そうだよね。朝見送ってくれたし準備だってしてくれてた。居ないとおかしいか。
「全然。 伶実ちゃんもサプライズ参加してたんだね。 メリークリスマス」
「えへへ……参加しちゃいました。 メリークリスマスです!」
怪我がないことに一安心したのか、彼女はニコッとした笑顔を見せてくれる。
その手には優佳と同じくクラッカーが握られているし、きっとカウンターの影で待ち構えていたのだろう。
「でも総ったら尻もちをついちゃうなんてねぇ。 これ、前と全く同じ2回目よ?」
「その1回目が何年前だと思ってるの……」
アレってどれくらい前だっけ?俺も正確に何年前か覚えてない。10年前後くらい前だったろうか。
随分と久しぶりすぎてそりゃ忘れるよ。毎年やってるならともかくさ。
「ちょうど飾り付けが全部終わった時に総がこっちに来てるって言うからつい、ね」
「えっ? 俺連絡入れてないけど?」
「そうなの? 伶実ちゃんから来るって聞いたけど……」
……ん?俺が来てることしってたっけ?
俺も遥も、ここにたどり着くまでスマホは触ってこなかったぞ?
どうやって伶実ちゃんが知ったのだろう。もしかして、俺が寝てる時に遥が送ったとか?
しかし、伶実ちゃんは俺の視線が向けられると同時に小首をかしげながらウインクをして――――
「……えへっ。朝マスターのバッグにGPS、忍ばせちゃいました」
「………………」
「ひゃっ! すみませんマスター! 2人でホテルに行かないか不安だったんですぅ~!」
なんてことだ……まさかGPSなんてものが付けられていたとは。
そんな白状をした彼女の髪をワシワシと力強く撫でていると、嫌がってるのか喜んでるのかわからない間延びしたような声が聞こえてくる。

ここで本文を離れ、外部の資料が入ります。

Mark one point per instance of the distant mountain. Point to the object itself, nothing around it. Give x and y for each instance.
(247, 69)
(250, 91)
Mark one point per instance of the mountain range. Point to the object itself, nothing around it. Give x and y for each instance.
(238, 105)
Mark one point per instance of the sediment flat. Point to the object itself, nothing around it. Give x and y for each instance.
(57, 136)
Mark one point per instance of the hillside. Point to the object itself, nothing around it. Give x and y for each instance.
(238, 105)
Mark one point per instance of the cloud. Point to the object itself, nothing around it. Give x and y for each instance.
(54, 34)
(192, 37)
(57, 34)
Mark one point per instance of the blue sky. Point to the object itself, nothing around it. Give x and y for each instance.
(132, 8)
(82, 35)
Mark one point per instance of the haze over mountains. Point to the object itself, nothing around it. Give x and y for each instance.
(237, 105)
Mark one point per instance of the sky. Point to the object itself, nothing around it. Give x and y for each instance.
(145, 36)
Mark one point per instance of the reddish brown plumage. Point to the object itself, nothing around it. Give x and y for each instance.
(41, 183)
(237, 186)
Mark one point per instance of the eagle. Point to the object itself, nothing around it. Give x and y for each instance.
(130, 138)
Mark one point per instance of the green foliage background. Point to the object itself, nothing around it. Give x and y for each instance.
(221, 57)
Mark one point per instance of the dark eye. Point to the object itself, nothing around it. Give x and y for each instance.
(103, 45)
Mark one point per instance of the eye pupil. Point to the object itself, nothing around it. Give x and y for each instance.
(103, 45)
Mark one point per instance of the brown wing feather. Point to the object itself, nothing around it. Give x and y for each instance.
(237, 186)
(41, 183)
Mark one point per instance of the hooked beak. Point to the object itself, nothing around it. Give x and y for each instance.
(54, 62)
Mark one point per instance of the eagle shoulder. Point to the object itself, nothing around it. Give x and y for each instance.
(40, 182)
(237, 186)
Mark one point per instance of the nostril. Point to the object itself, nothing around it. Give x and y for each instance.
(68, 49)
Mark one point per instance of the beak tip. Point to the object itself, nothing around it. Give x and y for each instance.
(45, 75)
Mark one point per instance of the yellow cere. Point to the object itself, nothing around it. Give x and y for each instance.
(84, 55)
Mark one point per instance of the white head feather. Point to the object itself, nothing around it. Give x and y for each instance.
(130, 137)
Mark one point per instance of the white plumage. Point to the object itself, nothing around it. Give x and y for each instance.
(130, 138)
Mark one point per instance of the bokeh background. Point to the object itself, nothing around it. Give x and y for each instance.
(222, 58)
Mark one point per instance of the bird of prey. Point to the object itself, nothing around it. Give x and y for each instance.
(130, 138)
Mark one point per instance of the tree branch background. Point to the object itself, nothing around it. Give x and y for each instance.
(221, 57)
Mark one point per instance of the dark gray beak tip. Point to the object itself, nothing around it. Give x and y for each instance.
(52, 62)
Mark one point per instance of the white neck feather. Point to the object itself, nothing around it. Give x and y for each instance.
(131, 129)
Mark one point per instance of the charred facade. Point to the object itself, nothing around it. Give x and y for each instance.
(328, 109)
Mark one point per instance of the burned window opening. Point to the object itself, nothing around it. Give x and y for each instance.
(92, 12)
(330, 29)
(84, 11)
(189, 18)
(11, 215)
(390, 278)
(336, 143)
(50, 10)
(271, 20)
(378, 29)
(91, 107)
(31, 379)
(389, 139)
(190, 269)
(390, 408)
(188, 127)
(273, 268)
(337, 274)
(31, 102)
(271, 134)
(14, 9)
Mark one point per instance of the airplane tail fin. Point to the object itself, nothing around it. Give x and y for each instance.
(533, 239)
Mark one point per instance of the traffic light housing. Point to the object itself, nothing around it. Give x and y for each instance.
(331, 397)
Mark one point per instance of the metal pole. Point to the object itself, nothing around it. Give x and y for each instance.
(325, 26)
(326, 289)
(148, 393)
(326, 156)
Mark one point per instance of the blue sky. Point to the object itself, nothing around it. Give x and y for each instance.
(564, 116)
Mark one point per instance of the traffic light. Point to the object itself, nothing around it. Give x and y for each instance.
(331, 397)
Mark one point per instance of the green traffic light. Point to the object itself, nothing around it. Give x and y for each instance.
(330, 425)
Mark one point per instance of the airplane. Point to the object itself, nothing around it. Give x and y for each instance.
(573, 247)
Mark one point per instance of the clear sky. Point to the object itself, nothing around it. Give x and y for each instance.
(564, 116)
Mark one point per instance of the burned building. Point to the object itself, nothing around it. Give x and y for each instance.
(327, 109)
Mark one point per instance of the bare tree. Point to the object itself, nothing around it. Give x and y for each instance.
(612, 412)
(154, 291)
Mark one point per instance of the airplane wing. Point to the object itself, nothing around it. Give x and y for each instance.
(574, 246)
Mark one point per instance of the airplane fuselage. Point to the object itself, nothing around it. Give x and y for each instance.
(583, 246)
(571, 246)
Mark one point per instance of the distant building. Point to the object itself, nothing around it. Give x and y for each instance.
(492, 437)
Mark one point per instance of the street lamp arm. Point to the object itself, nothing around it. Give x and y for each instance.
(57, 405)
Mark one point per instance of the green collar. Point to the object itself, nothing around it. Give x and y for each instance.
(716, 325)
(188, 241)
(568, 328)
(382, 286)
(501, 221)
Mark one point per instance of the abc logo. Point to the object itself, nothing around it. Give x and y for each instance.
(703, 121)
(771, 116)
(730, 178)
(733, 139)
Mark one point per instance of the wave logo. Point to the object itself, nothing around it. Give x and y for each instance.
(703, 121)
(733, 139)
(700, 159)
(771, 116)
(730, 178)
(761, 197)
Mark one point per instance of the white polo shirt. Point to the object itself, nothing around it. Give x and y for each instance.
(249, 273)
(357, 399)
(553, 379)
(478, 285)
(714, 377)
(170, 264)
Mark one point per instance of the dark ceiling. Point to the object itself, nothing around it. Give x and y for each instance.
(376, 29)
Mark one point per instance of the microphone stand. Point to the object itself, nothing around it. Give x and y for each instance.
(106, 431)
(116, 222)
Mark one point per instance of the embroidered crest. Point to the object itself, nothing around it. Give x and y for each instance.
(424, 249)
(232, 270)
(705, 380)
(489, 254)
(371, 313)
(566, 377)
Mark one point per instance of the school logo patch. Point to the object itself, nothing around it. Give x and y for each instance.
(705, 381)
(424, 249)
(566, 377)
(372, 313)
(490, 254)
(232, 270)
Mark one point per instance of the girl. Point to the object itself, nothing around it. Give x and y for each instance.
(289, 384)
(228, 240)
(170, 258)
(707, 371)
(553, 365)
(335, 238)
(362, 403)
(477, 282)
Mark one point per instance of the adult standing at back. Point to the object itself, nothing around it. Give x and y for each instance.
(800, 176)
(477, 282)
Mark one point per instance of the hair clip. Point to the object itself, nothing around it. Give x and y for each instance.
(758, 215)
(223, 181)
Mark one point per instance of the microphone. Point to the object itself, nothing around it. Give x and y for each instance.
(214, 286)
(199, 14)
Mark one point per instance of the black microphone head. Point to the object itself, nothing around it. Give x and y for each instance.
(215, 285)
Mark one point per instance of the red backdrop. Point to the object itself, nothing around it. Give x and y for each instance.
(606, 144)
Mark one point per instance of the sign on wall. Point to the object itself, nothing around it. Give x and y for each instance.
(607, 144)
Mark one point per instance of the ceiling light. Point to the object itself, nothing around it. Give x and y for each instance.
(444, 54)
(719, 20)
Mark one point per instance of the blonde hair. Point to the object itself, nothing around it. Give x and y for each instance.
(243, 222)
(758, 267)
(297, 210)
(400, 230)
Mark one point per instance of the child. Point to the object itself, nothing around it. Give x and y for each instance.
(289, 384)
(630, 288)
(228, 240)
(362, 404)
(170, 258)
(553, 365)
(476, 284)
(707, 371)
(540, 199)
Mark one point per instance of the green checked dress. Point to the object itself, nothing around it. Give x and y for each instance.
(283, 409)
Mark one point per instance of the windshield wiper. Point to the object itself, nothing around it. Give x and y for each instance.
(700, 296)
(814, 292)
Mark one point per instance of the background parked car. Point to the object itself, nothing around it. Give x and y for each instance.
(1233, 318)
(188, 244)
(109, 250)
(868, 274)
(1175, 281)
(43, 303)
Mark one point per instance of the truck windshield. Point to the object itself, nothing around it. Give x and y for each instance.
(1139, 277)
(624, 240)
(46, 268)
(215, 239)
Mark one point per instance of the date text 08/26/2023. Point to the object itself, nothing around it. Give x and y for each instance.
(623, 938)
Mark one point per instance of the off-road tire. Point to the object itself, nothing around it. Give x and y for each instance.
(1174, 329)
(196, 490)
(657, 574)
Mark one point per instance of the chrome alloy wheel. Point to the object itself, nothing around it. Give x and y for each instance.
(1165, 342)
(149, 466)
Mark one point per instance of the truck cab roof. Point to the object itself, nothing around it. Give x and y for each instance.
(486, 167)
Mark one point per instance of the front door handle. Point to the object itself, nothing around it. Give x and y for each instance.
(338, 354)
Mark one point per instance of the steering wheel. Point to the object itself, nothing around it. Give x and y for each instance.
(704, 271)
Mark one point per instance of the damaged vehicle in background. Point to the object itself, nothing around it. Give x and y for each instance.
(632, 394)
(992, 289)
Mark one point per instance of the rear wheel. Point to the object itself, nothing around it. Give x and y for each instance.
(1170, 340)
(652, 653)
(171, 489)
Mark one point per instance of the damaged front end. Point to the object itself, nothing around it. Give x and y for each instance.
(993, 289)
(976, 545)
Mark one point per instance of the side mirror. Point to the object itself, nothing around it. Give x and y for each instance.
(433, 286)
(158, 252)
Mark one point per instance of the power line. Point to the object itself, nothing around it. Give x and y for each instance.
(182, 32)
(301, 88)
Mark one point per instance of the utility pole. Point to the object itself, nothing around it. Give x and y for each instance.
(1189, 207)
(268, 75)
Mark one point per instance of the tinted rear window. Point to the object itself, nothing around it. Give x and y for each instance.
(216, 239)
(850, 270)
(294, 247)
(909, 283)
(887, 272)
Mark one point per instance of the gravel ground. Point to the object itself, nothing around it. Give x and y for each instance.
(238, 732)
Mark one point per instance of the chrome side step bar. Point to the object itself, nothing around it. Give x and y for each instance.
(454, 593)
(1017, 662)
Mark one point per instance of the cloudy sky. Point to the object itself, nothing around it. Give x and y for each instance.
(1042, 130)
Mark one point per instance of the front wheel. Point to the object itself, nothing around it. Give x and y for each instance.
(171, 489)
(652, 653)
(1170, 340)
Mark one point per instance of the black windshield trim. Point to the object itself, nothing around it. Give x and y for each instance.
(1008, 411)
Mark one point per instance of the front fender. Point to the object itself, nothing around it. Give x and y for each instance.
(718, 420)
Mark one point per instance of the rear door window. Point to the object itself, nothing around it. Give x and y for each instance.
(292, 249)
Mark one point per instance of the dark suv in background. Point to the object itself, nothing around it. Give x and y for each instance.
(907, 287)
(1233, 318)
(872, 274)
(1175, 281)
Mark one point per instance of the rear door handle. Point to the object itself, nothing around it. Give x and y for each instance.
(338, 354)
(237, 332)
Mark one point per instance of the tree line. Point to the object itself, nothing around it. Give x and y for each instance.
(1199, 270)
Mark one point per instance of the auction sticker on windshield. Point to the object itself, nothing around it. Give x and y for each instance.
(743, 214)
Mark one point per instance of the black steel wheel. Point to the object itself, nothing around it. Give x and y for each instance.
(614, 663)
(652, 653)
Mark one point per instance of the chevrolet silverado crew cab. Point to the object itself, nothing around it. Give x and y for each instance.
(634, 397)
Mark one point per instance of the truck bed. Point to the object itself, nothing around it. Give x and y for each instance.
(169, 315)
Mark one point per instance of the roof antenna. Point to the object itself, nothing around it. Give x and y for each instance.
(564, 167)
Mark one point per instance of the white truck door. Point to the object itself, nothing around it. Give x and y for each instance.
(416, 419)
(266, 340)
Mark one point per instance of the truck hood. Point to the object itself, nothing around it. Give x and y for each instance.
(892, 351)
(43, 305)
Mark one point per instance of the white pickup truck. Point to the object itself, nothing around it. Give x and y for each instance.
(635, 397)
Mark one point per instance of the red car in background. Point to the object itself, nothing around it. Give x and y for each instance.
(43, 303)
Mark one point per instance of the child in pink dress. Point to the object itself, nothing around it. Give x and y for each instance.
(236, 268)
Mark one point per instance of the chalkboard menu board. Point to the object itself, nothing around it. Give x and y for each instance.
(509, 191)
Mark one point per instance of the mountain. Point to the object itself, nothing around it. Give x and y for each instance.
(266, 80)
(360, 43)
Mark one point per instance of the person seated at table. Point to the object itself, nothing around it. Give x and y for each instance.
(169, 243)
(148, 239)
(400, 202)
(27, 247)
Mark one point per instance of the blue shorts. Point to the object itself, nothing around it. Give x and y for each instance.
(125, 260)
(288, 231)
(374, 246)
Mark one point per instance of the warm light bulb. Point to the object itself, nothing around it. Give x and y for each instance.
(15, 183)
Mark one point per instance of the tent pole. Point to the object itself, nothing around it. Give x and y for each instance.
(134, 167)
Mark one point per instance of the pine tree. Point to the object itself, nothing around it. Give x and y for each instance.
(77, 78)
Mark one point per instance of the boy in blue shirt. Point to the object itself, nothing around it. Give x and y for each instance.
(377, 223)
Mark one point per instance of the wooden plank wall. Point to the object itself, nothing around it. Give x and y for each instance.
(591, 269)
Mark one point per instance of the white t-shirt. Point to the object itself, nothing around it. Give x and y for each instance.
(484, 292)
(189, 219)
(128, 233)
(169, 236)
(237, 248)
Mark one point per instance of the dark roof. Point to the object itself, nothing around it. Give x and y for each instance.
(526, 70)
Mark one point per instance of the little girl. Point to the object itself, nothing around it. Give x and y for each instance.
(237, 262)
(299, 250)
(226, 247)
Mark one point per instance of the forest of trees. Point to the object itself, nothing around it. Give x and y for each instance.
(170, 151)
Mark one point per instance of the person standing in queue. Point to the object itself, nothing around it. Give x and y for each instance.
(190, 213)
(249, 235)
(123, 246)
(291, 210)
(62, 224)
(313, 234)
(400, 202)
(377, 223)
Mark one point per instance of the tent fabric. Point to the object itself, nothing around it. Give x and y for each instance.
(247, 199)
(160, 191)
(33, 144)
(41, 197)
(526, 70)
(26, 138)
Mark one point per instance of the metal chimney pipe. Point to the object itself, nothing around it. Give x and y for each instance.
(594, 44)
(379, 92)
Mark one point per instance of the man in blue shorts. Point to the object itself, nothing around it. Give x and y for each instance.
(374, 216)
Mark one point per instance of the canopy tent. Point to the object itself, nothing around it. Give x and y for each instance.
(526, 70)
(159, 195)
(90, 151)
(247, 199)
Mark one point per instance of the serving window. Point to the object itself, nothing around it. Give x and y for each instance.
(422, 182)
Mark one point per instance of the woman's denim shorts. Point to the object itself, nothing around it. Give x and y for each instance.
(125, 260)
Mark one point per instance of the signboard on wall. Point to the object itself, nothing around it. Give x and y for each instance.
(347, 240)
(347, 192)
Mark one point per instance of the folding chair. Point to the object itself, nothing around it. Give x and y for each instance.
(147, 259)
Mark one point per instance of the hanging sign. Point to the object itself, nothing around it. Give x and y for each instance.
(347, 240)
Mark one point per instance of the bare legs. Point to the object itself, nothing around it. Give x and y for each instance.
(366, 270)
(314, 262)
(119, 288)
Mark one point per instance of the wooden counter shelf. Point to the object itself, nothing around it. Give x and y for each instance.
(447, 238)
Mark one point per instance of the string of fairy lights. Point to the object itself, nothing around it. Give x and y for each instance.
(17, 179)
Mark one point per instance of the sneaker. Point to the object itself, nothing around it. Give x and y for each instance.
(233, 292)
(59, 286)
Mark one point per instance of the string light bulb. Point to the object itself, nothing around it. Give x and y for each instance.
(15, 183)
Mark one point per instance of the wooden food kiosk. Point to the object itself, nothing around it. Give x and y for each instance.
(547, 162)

普段理知的でしっかりものだからすっかり忘れてたけど、伶実ちゃんって俺を長いこと尾ける子でもあったんだよね。
それにしても今日の伶実ちゃんはアグレッシブだな。クリスマス効果でテンション上がってるぽい。
「さ、そこのストーカーっ子はいいとして、後は奈々未ちゃんがどうなったのでしょうね」
「まぁいいけどさ……奈々未ちゃんも来てたの?」
「えぇ。もし総が奥まで来ずに引き返そうとした時用に扉の死角に隠れて貰ってたの。 奈々未ちゃん~!ソッチはどう~!?」
優佳が扉の方に向かって声をかけるのに合わせて俺もそちらに目を向ける。
しかしその姿はなく、入り口に居るはずの遥の姿まで見当たらない。
どこに行ったのかと少し角度を変えてみると……ようやく見つけた。ここから死角になってるテーブルの陰だ。
そこには確かに奈々未ちゃんが、入り口で待たせた遥と一緒にしゃがんでいた。
「ん……マスターさん、ヘルプ。私にはどうしようもなさそう」
「どうしようもないって?」
「マスター! 助けて~!さっき驚いて腰抜けちゃった~!」
俺も優佳に驚かされて尻もち付いたが、遥はそれ以上だったようだ。
一人で立ち上がろうとしても力が入らない様子の遥かに持ち上げることもできずしゃがんで案じている奈々未ちゃん。
俺はそんな彼女たちのもとへ、やれやれと思いつつ向かって行くのであった。